Low Aggregate PCI Bandwidth for 9800GX2

curryml · September 9, 2008, 2:48pm

Hello all,

I have a 9800GX2 that I’m trying to exercise with full PCIe v2 bandwidth. I have verified that the motherboard (MSI P7N Diamond) supports PCIe v2, and the card itself is PCIe v2. Running the bandwidth test with device=all yields 6+GB/s, but this test is performed serially instead of in parallel. When I run my own test with both cards performing at the same time, I get 3GB/s, which is the same as if transferring to one core, which is also the same as a PCIe v1 card would get.

Is this a problem with my motherboard? My tests? My assumptions? I am assuming that both GPUs should be able to upload at the same time and get 6GB/s, same with download.

Matthew

tmurray · September 9, 2008, 3:11pm

Well, yeah, that assumption is wrong. A 9800 GX2 is two G92 chips connected to each other in a single slot. PCIe 2.0 gets you about 6GB/s per slot. Ergo, when streaming data to both GPUs simultaneously, you get 3GB/s per GPU.

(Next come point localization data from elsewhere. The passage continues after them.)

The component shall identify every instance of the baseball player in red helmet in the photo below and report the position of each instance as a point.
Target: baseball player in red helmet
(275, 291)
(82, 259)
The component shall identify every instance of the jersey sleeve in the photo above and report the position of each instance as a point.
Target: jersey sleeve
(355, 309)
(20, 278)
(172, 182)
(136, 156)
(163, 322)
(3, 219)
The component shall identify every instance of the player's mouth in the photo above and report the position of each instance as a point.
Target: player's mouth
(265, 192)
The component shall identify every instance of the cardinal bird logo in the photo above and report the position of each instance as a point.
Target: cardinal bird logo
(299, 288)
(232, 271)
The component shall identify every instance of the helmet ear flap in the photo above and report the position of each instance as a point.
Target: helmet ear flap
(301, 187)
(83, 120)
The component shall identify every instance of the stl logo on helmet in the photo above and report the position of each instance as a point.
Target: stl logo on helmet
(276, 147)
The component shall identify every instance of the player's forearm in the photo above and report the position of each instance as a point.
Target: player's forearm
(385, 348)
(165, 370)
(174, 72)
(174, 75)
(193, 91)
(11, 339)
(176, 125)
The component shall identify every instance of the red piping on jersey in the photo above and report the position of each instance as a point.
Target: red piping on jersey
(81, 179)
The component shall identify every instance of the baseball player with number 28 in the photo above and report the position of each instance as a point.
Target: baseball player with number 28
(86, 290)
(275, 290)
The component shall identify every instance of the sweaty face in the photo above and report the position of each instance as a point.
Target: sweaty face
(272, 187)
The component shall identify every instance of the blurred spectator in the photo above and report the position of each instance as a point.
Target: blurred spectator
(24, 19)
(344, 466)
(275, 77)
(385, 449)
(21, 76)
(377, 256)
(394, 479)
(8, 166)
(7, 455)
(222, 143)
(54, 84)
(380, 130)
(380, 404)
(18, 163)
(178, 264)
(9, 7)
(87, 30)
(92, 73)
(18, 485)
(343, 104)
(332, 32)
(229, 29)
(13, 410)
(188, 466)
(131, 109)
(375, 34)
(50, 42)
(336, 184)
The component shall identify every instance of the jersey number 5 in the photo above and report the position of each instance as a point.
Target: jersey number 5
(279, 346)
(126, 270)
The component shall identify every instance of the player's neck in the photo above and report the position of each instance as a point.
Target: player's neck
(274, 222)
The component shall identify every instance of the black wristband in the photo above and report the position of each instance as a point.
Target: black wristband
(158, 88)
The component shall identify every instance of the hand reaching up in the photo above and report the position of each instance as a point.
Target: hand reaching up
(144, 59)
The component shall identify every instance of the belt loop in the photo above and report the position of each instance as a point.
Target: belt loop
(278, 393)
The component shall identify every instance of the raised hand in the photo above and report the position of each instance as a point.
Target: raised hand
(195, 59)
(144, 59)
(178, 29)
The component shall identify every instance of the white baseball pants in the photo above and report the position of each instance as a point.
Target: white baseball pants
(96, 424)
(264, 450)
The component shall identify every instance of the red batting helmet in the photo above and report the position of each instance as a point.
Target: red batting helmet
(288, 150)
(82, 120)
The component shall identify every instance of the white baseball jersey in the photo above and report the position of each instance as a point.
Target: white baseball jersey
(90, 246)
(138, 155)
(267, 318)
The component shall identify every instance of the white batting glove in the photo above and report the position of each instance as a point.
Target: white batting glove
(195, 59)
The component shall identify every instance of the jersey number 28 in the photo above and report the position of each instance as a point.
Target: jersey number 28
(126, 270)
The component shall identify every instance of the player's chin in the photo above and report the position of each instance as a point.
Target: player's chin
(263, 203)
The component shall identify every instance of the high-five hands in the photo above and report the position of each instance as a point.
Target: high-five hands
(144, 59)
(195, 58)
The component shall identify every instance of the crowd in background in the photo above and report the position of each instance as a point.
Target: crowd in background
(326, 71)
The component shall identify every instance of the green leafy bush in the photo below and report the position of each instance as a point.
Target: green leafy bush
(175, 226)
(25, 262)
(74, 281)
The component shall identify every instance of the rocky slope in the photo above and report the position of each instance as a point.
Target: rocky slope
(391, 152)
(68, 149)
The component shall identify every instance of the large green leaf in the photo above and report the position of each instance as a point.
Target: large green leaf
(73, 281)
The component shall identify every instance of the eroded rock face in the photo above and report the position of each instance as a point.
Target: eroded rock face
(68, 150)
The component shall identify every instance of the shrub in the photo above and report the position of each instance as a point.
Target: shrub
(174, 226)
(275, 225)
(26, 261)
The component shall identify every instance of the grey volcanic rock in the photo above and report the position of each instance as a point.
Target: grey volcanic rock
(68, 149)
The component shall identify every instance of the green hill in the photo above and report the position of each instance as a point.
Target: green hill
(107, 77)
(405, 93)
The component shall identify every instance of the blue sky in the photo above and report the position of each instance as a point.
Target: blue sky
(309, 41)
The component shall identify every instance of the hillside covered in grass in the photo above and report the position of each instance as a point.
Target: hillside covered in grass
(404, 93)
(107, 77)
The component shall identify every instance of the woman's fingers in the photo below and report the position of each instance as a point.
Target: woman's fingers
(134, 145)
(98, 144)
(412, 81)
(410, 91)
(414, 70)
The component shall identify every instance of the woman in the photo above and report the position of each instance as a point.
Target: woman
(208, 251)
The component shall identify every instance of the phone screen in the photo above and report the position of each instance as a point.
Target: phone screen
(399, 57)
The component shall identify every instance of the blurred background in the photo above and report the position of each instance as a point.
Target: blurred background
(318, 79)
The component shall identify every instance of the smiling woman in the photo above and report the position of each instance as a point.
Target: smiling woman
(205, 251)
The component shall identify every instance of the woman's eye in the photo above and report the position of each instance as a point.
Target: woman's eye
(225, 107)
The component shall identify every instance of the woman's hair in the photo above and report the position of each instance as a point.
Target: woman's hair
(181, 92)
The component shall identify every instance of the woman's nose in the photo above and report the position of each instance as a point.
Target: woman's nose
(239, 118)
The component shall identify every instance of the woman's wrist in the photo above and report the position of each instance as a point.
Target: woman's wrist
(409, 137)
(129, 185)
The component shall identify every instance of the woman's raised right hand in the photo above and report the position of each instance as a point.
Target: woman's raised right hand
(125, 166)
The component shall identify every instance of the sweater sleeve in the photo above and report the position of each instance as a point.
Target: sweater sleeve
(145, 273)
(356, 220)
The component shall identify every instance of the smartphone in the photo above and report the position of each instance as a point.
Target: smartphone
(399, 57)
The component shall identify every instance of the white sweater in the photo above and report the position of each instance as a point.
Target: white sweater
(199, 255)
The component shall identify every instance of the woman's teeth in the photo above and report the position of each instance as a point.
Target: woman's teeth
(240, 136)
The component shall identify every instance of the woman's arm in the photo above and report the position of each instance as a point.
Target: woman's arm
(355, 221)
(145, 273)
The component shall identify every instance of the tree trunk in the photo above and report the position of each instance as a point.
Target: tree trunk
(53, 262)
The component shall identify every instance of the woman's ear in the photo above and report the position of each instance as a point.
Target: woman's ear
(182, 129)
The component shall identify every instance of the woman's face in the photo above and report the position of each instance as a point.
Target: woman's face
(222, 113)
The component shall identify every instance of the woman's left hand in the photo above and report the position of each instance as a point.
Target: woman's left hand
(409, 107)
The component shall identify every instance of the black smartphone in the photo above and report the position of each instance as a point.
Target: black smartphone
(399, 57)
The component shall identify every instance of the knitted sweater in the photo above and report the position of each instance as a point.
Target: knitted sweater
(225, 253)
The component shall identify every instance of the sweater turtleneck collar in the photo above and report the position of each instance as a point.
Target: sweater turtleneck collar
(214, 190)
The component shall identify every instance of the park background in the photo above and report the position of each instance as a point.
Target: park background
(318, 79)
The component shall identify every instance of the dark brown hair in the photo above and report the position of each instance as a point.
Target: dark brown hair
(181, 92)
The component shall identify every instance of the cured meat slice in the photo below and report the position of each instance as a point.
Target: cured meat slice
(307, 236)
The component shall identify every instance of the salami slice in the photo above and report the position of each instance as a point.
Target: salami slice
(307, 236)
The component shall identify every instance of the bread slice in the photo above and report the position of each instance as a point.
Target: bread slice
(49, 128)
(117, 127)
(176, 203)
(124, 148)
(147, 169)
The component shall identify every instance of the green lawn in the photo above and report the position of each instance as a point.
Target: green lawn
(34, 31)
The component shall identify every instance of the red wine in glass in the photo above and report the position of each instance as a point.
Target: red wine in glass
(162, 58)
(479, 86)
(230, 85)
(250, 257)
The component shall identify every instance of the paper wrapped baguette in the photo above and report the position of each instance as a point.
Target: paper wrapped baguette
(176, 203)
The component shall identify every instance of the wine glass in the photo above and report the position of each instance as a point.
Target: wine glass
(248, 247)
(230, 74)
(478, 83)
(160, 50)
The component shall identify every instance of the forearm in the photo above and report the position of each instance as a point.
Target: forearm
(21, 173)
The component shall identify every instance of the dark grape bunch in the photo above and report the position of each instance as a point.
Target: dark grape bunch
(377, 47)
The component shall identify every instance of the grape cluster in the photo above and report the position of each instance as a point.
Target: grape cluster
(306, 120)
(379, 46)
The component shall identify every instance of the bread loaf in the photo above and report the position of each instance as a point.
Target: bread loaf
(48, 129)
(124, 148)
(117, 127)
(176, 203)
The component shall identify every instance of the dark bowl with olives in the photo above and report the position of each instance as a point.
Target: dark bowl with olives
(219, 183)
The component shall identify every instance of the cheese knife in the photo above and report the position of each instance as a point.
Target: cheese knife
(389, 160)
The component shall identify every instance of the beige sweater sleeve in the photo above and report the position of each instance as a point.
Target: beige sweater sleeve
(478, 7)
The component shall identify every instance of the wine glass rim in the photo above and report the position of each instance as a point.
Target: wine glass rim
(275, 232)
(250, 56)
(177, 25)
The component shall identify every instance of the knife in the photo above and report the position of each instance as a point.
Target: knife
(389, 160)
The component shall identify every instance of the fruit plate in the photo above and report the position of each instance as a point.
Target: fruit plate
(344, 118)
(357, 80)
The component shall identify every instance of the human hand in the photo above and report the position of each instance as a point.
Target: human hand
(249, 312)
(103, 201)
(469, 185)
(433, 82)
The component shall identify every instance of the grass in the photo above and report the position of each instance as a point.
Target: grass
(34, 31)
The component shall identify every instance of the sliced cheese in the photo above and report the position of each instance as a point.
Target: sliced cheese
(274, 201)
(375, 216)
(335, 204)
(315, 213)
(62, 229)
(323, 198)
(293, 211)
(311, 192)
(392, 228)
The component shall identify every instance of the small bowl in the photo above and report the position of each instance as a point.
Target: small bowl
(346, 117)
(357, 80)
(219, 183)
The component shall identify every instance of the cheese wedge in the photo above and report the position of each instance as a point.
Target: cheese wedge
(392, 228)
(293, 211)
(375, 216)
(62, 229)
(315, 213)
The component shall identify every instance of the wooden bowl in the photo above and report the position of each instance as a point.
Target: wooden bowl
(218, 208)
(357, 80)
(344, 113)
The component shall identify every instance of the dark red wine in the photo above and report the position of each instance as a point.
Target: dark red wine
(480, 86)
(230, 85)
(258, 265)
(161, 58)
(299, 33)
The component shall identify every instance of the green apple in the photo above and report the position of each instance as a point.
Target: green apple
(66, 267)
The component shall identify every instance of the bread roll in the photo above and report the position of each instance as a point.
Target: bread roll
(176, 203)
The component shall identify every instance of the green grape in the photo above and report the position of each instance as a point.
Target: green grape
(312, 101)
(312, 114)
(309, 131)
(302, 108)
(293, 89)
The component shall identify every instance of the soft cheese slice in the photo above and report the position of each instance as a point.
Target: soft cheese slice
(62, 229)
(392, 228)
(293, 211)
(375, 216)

curryml · September 9, 2008, 3:53pm

Well, my assumption was 6 GB/s aggregate, not per. As it is, I get 3 GB/s aggregate across both GPUs simulatenously. That is, when both are going at the same time, I get 1.5GB/s per GPU.

tmurray · September 9, 2008, 4:44pm

Okay, let me make sure I understand what you’re saying…

Running bandwidthTest on each chip independently = 6 GB/s per chip.

Running your own bandwidth test on both chips simultaneously = 1.5 GB/s per chip?

curryml · September 9, 2008, 5:26pm

Haha, sorry, I’m suffering from imprecise language. :) The general truism is: I’m not getting over 3 GB/s over the bus at a given moment.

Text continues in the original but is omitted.